Outstanding tax debts and related fines increased by 14.7 percent between 2015 and 2016, the finance ministry announced on Tuesday, while promising to conduct up to 50,000 inspections of self-employed professionals and businesses in order to shore up lagging state revenues.
Specifically, in figures disclosed by the relevant public revenues general secretariat, 4.3 million taxpayers – out of a total of 8.6 million listed in a country of roughly 11 million residents – owe a total of 86.3 billion euros to the tax bureau. Of the massive figure, the state can only expect to receive 10.13 billion euros.
Of the 86.3-billion-euro figure, 30.51 billion euros (35.4 percent) are accumulated fines – some dating back many decades — for various tax code violations; 16.68 billion euros (19.3 percent) are unpaid VAT remittances; 15.63 billion euros (18.1 percent) are unpaid income taxes; 8.6 billion (10 percent) euros are non-performing loans and the rest, 14.23 billion euros (17.2 percent), are bundled together in various other categories of tax revenues, excises and levies owed the state.

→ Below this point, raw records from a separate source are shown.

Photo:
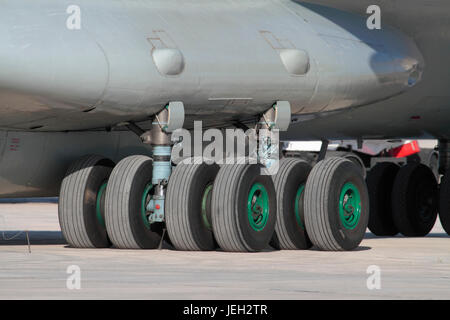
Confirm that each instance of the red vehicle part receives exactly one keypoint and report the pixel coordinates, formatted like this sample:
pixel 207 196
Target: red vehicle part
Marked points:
pixel 405 150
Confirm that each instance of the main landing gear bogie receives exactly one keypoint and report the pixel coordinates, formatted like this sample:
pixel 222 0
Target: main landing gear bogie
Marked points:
pixel 403 199
pixel 238 207
pixel 234 207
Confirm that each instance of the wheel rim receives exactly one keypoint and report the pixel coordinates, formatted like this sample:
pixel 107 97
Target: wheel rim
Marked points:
pixel 206 194
pixel 146 197
pixel 258 207
pixel 98 206
pixel 350 206
pixel 298 198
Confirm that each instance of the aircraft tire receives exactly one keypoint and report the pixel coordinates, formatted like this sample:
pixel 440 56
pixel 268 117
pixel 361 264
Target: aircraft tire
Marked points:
pixel 335 187
pixel 444 203
pixel 290 181
pixel 415 200
pixel 380 181
pixel 81 202
pixel 188 206
pixel 243 208
pixel 127 195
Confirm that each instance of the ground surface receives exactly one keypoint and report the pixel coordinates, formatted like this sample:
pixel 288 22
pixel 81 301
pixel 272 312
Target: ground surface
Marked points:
pixel 414 268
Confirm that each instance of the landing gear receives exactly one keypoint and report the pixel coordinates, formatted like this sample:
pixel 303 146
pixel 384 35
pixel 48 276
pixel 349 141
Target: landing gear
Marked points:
pixel 188 206
pixel 127 196
pixel 336 205
pixel 243 208
pixel 415 200
pixel 81 202
pixel 380 181
pixel 444 203
pixel 290 232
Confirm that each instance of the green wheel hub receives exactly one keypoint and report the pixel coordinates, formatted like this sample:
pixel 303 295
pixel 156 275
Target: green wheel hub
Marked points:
pixel 98 206
pixel 258 207
pixel 297 207
pixel 146 197
pixel 350 206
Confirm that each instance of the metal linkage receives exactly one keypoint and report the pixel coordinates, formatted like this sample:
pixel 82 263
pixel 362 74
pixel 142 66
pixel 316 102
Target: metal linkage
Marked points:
pixel 165 122
pixel 277 118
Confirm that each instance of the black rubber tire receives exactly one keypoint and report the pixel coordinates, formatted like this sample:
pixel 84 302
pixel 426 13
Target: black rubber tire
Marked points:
pixel 444 203
pixel 289 235
pixel 380 181
pixel 322 194
pixel 230 222
pixel 123 215
pixel 414 185
pixel 184 220
pixel 77 207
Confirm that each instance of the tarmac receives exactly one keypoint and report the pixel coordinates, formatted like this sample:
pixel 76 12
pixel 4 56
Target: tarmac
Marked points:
pixel 381 268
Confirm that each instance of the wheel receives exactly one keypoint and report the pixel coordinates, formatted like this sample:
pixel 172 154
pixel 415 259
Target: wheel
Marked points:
pixel 414 200
pixel 290 181
pixel 444 203
pixel 188 206
pixel 81 202
pixel 380 181
pixel 127 195
pixel 336 205
pixel 243 208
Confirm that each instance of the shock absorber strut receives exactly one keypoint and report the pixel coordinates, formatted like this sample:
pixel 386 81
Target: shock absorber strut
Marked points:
pixel 164 123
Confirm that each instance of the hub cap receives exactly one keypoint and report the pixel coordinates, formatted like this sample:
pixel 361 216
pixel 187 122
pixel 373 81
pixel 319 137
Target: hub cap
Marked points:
pixel 258 207
pixel 350 206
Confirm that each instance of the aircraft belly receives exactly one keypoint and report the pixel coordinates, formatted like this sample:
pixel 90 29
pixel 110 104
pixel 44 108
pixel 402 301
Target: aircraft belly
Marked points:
pixel 46 67
pixel 221 59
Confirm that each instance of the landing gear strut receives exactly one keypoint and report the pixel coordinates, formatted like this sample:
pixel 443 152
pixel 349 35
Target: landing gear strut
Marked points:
pixel 135 195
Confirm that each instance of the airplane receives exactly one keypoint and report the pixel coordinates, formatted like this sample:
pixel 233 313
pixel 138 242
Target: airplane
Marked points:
pixel 92 93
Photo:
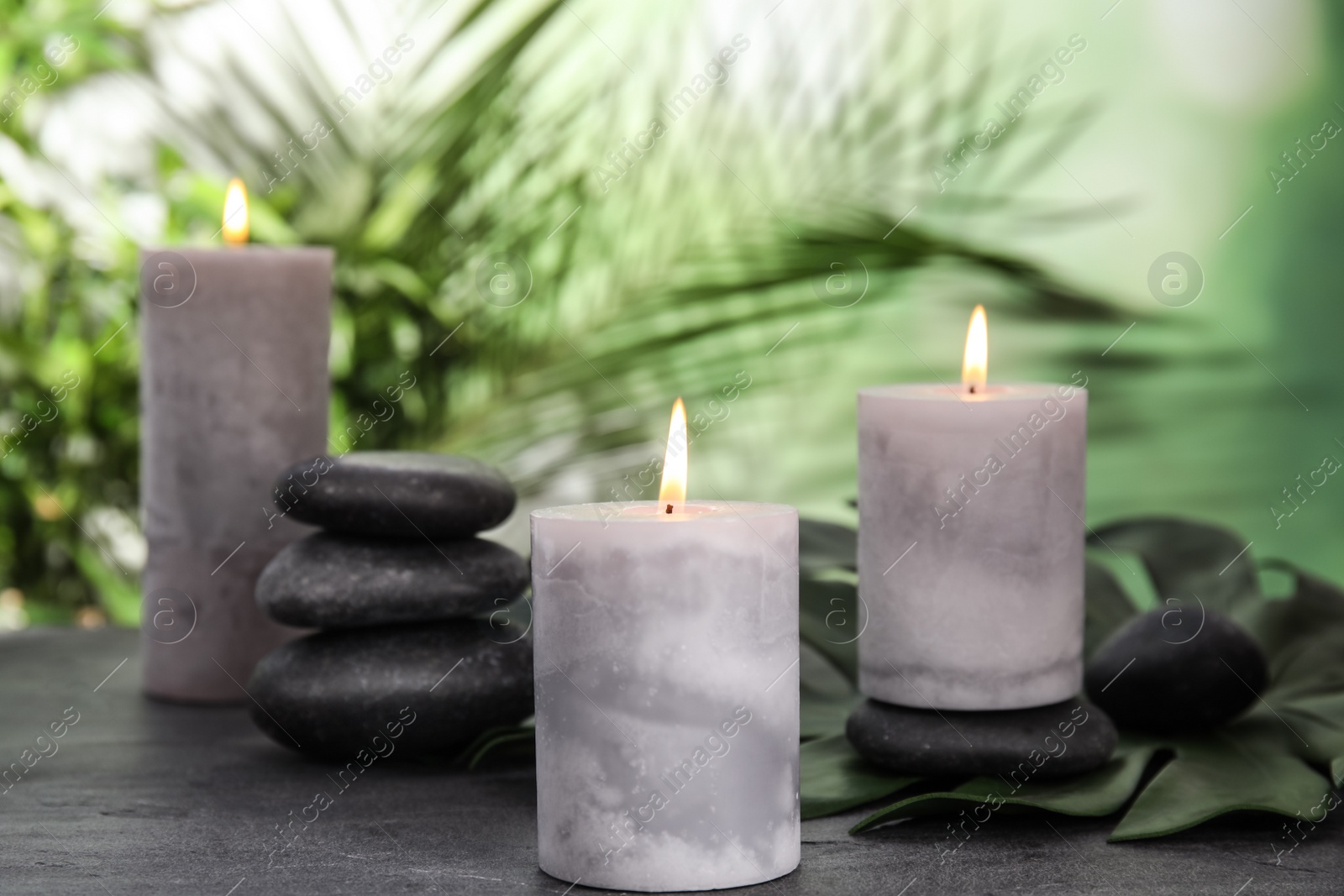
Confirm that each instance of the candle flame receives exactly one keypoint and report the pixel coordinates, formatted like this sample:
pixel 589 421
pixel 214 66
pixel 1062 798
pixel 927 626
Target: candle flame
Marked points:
pixel 672 490
pixel 235 212
pixel 974 362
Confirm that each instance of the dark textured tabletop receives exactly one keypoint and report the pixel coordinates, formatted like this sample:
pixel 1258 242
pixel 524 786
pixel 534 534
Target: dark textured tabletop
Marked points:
pixel 141 797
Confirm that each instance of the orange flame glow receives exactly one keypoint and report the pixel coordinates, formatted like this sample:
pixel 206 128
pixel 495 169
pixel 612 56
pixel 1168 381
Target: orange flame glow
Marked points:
pixel 974 362
pixel 235 212
pixel 672 490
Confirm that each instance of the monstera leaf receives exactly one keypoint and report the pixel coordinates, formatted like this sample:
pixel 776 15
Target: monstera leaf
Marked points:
pixel 1281 755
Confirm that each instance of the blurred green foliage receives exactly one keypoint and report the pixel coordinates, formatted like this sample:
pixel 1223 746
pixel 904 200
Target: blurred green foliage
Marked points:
pixel 635 291
pixel 67 348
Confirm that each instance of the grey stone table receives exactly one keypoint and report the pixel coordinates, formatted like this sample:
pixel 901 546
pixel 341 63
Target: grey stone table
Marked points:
pixel 154 799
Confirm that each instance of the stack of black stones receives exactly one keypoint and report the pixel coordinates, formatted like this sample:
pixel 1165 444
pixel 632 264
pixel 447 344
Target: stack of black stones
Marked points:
pixel 407 602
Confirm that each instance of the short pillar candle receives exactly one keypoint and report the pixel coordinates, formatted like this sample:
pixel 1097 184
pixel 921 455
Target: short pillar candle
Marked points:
pixel 667 694
pixel 971 544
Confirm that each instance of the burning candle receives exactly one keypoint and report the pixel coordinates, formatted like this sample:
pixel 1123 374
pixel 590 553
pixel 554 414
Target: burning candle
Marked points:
pixel 667 688
pixel 233 389
pixel 971 539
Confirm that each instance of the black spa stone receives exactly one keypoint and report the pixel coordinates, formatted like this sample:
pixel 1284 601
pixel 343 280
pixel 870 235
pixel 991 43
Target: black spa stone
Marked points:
pixel 1175 672
pixel 333 580
pixel 1041 743
pixel 403 495
pixel 423 689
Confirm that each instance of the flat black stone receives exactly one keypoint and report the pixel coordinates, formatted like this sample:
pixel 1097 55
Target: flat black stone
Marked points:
pixel 333 692
pixel 150 797
pixel 396 495
pixel 1176 671
pixel 1041 743
pixel 333 580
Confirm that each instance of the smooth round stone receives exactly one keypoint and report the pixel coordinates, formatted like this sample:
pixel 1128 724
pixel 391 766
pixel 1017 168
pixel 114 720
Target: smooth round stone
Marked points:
pixel 1173 672
pixel 333 580
pixel 402 495
pixel 1023 745
pixel 333 692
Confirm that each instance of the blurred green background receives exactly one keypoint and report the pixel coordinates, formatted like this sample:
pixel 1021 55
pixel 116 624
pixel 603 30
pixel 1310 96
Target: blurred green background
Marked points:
pixel 793 223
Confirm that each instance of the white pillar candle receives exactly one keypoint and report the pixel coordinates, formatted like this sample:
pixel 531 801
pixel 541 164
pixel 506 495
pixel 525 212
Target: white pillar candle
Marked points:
pixel 233 390
pixel 667 694
pixel 971 544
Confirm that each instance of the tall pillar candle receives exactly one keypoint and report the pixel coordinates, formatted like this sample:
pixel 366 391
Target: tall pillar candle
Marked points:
pixel 667 694
pixel 233 390
pixel 971 544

Individual tax bureaus and other regulatory agencies recorded 1.613 million seizures of deposits and incomes of debtors between 2014 and 2015 to cover outstanding debts to the state. More of the same is expected for 2016, with audits and checks expected to include bank borrowing, deposits and market transactions, in a bid to curb tax evasion and avoid spending cuts possibly demanded by Greece’s institutional creditors.
Additionally, 19.73 billion euros are debts of up to 1.5 million euros, which comprise 99.9 percent of individual cases of outstanding debt; with the remaining 66.54 billion euros (77.1 percent) over 1.5 million euros are owed by 0.1 percent of debtors – individuals, corporate entities, legal entities etc.
One “carrot” considered by the state services is to reward conscientious taxpayers with a bonus.